Intravitreal Aflibercept or Ranibizumab for Rubeosis Iridis

Glaucoma Clinical Trial

Official title:

Intravitreal Aflibercept or Ranibizumab for Rubeosis Iridis

Clinical Trial Details — Status: Completed

Administrative data

• NCT number: NCT02641457
• Other study ID #: JN-015-2015
• Status: Completed
• Phase: Phase 3
• First received: November 26, 2015
• Last updated: December 28, 2015
• Start date: March 2014
• Est. completion date: October 2015

Study information

• Verified date: December 2015
• Source: Instituto de Olhos de Goiania
• Contact: n/a
• Is FDA regulated: No
• Health authority: Brazil: National Health Surveillance Agency
• Study type: Interventional

Clinical Trial Summary

Aflibercept (Eylea®) and ranibizumab (Lucentis®) are an anti-VEGF, but there are differences between the two drugs.

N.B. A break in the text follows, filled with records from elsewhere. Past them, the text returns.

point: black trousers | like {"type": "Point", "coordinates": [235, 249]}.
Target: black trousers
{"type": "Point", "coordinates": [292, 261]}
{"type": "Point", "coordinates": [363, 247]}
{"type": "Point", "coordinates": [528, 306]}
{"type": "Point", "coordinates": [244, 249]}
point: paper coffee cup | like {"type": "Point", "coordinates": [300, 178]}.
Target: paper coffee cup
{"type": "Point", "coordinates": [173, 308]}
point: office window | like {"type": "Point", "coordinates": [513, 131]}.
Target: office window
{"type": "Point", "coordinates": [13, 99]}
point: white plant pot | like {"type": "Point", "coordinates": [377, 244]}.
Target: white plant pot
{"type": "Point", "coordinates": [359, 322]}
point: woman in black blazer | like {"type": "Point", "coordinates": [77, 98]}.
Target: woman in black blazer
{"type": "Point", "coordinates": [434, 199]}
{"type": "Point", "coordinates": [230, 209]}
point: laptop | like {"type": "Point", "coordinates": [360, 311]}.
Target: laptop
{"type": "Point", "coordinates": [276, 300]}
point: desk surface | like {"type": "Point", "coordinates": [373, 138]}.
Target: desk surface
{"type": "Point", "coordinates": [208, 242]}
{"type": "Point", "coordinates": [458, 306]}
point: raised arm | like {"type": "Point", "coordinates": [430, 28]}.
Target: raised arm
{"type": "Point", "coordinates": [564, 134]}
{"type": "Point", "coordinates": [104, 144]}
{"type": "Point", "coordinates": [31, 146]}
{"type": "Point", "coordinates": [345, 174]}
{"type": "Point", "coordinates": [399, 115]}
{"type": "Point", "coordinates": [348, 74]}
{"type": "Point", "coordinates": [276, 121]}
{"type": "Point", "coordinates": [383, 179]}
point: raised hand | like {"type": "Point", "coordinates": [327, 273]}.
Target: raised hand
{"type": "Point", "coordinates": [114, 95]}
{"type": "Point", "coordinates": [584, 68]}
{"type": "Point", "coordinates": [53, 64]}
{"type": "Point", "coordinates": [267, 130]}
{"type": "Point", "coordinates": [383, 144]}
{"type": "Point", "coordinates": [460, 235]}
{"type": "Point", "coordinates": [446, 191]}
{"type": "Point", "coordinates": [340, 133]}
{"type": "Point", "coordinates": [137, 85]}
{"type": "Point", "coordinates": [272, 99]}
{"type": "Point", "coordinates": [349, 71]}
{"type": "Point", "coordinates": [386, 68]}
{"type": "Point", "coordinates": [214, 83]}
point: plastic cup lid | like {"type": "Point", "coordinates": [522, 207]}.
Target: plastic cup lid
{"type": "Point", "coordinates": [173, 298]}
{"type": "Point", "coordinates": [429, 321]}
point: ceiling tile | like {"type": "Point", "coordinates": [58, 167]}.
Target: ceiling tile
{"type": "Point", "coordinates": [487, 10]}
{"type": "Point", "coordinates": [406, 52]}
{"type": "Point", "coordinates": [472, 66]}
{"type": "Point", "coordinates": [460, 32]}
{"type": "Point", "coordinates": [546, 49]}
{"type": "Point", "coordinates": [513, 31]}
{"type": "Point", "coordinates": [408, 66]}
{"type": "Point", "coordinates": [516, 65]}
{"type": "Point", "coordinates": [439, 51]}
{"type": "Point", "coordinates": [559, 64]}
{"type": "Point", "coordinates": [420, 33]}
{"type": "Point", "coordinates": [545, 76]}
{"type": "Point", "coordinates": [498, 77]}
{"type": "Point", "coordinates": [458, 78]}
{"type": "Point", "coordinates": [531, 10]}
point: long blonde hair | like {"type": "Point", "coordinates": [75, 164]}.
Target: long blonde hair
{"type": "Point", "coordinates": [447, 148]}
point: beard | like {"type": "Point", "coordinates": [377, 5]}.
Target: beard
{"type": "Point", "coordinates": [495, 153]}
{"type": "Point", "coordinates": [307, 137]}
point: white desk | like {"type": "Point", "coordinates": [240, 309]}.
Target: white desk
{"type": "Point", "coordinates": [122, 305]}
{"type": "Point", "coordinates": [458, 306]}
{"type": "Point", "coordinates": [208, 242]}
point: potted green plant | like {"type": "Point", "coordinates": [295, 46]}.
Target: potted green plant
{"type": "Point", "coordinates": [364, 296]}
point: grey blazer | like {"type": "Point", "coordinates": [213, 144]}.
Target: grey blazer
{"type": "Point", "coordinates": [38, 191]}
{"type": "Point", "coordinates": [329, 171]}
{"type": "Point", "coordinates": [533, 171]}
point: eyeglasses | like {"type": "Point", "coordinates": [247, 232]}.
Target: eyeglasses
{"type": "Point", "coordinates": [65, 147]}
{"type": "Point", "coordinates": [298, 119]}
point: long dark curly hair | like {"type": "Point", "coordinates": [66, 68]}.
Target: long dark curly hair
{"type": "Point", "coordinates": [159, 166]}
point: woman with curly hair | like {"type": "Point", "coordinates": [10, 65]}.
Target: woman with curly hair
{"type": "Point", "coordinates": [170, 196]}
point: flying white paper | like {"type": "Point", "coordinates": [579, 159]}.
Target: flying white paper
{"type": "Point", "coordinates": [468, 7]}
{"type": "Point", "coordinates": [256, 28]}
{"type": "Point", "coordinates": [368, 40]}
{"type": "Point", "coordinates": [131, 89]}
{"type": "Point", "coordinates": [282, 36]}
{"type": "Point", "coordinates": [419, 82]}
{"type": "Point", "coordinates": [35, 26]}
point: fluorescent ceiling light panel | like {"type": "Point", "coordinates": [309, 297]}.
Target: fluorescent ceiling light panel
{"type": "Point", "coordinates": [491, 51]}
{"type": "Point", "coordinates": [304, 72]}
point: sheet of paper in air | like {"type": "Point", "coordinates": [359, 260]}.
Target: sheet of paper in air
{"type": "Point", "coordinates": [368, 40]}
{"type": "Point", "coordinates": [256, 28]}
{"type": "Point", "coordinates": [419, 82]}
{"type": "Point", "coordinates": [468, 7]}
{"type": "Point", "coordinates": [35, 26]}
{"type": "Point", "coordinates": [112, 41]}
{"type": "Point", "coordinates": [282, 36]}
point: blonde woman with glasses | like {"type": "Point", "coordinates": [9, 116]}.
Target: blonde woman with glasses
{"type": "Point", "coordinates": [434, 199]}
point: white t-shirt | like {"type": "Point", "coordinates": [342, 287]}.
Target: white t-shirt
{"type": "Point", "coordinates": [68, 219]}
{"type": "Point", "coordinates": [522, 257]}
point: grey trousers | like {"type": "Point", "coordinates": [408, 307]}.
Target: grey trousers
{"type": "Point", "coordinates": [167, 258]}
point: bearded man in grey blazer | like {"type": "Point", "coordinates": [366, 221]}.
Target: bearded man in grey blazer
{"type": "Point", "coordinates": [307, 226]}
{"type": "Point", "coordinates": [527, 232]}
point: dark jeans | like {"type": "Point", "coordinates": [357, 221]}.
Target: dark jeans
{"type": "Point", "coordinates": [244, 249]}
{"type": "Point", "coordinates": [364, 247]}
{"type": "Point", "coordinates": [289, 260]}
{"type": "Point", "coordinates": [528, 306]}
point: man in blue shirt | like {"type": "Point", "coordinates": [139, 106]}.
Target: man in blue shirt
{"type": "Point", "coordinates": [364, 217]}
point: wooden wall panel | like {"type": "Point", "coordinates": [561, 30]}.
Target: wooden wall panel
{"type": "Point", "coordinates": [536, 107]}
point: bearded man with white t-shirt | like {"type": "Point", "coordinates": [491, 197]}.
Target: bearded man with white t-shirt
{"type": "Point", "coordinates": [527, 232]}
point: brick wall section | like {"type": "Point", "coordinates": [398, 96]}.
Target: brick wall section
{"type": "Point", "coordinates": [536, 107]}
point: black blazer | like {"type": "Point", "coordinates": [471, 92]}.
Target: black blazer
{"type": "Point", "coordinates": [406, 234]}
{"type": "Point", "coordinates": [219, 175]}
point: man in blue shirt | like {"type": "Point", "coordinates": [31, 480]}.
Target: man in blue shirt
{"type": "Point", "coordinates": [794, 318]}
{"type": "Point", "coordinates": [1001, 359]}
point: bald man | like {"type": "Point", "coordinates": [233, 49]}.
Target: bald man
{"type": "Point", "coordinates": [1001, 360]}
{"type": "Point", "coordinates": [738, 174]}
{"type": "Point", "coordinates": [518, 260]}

To determine and compare whether intraocular aflibercept and ranibizumab decreases rubeosis iridis (RI) in patients with neovascular glaucoma (NVG).

Description:

Aflibercept (Eylea®) and ranibizumab (Lucentis®) are an anti-VEGF, but there are differences between the two drugs. Lucentis is administered in the form of smaller molecules, which is thought to give Lucentis an advantage over Eylea in its ability to penetrate the eye's retina and halt abnormal blood vessel growth contributing to advanced macular degeneration and scarring that causes blindness. They may have a role in treating ocular disorders involving fibrovascular proliferation. To determine and compare whether intraocular aflibercept and ranibizumab decreases rubeosis iridis (RI) in patients with neovascular glaucoma (NVG).

Recruitment information / eligibility

• Status: Completed
• Enrollment: 2
• Est. completion date: October 2015
• Est. primary completion date: March 2015
• Accepts healthy volunteers: Accepts Healthy Volunteers
• Gender: Both
• Age group: 18 Years to 65 Years

Eligibility

Criteria:

Inclusion Criteria:

• Ability to provide written informed consent and comply with study assessments for the full duration of the study

• Age > 18 years

• Ischemic central retina vein occlusion (CRVO) within 3 months of enrollment as per the following inclusion criteria

• Three of the following clinical tests must be present to demonstrate ischemic CRVO

• Visual Acuity 20/200 or worse

• Loss of 1-2e isopter on Goldmann Visual field (Kwon et al. 2001)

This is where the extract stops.